Risk Assessment and Security Review Process
If an outbound transfer falls under the scope of the Security Measures, the respective data processor is only permitted to carry out such outbound transfer after passing the data security assessment by the CAC.
As part of the data security assessment, the data processor must provide the CAC with multiple documents, including a complete application form, a risk assessment form as well as other documents required by the CAC. The risk assessment as the essential piece of the review process must be carried out by the data processor before filling the application and must cover a variety of aspects, such as the purpose, scope and method of the outbound data transfer, the quantity, scope, categories and degree of sensitivity of the data to be transferred as well as any related risks that may incur to national security, public interest and other individuals and organizations. The data processor also has to evaluate the protective commitment of the receiving party abroad and its management and technical capability to fulfill the protective commitment. In respect of any damage scenarios, like data leaks, distortion or abuse during and after outbound data transfer, the data exporter has to check the availability and feasibility of possible remedies for personal information. Taking this into consideration, the risk assessment should be carried out with due diligence.

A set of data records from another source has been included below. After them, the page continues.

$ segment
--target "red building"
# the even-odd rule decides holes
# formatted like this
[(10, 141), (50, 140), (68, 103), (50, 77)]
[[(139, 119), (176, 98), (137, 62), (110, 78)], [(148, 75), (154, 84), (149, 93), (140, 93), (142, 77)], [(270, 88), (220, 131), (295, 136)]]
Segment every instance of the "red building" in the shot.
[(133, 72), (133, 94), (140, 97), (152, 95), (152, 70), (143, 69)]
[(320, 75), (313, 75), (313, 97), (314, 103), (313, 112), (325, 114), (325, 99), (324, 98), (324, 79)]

After receiving the application with the required documentation, the CAC then conducts the actual data security assessment by focusing on risk factors to national security, public interest, and related individuals and organizations. In this context, besides the risk factors which the data processor has evaluated and documented as part of the risk assessment, as depicted above, the CAC will, in particular, scrutinize whether the country or region of the receiving party can provide a level of data protection essentially equivalent to the level granted under the Chinese law.
As a result of the data security assessment process, the CAC may approve or reject the application as well as require further additional documents and evidence. In case of approval, the governmental risk assessment is valid for a period of two years and must be renewed after this period expires.
Conclusion and Recommendation
With the adoption of the Security Measures, the Chinese authority is building up a tight regulatory framework in order to enhance the control of outbound data transfer. As a consequence, China may face the challenges of over-regulation, de facto inefficiency of implementation and excessive burdens on companies. Nevertheless, in particular multinational corporations operating in China and abroad will have to prepare to meet this round regulatory challenge with suitable arrangement of cross-border data transfer.